In June 1940, Levi reported to SIS that he was to be sent by Abwehr on a mission to Egypt. He visited SIS representatives in Belgrade and Istanbul on his journey. He was briefly imprisoned in Turkey in December 1940 on charges relating to counterfeit currency, but SIS obtained his release so he could continue to travel to Cairo.

In Cairo, where he arrived in February 1941, Levi was managed by the local MI5 organisation, Security Intelligence Middle East (SIME) and developed a rapport with his assigned case officer, Evan Simpson, who arranged for him to recruit a (notional) wireless operator, Paul Nicossof, who supposedly was of Syrian and Russian heritage.

In April 1941, Levi returned to Italy for new instructions, having created an imaginary spy-ring that included Nicossof and his Cretan girlfriend BGM ("Blonde Gun Moll"), known to the Germans as Marie. Levi was scheduled to return to Cairo in August 1941 but was arrested and imprisoned on the island of Tremiti for black-market activities. Meanwhile SIME continued to run the Levi network. He remained in prison until October 1943 when he was liberated by Allied troops, and he finally re-established contact with SIME in February 1944. His organisation kept up radio contact with the Germans until the very end of the war, unsuspected and undetected.

During the conflict, Levi exchanged a record 432 radio messages with the Abwehr, averaging two transmissions a week, and became the principal German master-spy in the Middle East. He operated longer than any other wartime MI6 or SIS double agent.

As the Germans retreated from the Balkans, the Abwehr persuaded Levi to expand his operations to Greece.

Intelligence Transmitted

In November 1941, information from Levi encouraged the Afrika Korps to misjudge the Allied offensive, code-named Crusader, which resulted in the recapture of Tobruk.

Among the inventions was a "1st Special Air Service Brigade", a non-existent airborne formation that later became a real formation, now known as the Special Air Service Regiment. By July 1942, the Axis had come to believe in the existence of 14 imaginary divisions. When challenged afterwards about the inaccuracy of his information, Levi claimed that without further funds he was unable to recruit valuable sources.

The Abwehr accepted his explanation and made elaborate arrangements to pass him additional cash. One such effort resulted in the loss of a submarine, the U-372 in August 1942, and the capture of the courier carrying his money. Levi exaggerated Allied strength in the region by relaying false reports of individual military units, all of which had been invented. The Axis accepted the false Allied order-of-battle as authentic.
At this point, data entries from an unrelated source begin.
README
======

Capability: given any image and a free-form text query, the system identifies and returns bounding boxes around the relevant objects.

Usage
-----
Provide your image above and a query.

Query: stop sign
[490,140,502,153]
In 1942, Levi persuaded Rommel that the entirely bogus 74th Armoured Divison had been deployed to Alam Halfa, thereby persuading him to delay his attack until the end of August, by which time the Allies were ready to defeat the Afrika Korps at El Alamein. Convinced there was an imminent threat to Crete, Rommel reluctantly left vital forces there, wholly unemployed.

Accomplishments

Levi misled the Axis about the Allied invasion of North Africa by predicting that the fleet was destined for the eastern Mediterranean.

He also diverted Italian forces away from Malta by claiming an attack on Crete was imminent, thereby allowing a crucial convoy, code-named Pedestal, to relieve the siege of Malta.

Levi claimed to be in touch with numerous Greek officers who supposedly kept him informed of Allied plans for the eastern Mediterranean, and thereby duped the Axis concerning the invasion of Sicily and the D-Day landings. It is estimated that he tied up at least 10 enemy divisions in the region when they were badly needed elsewhere.

Conclusion

Renato Levi died in 1954, his role as Cheese undisclosed. Evan Simpson shot himself in 1953. Without a doubt, they helped to win the war and their legacy is the concept of strategic deception by which controlled intelligence channels are manipulated to pass fake information to an adversary.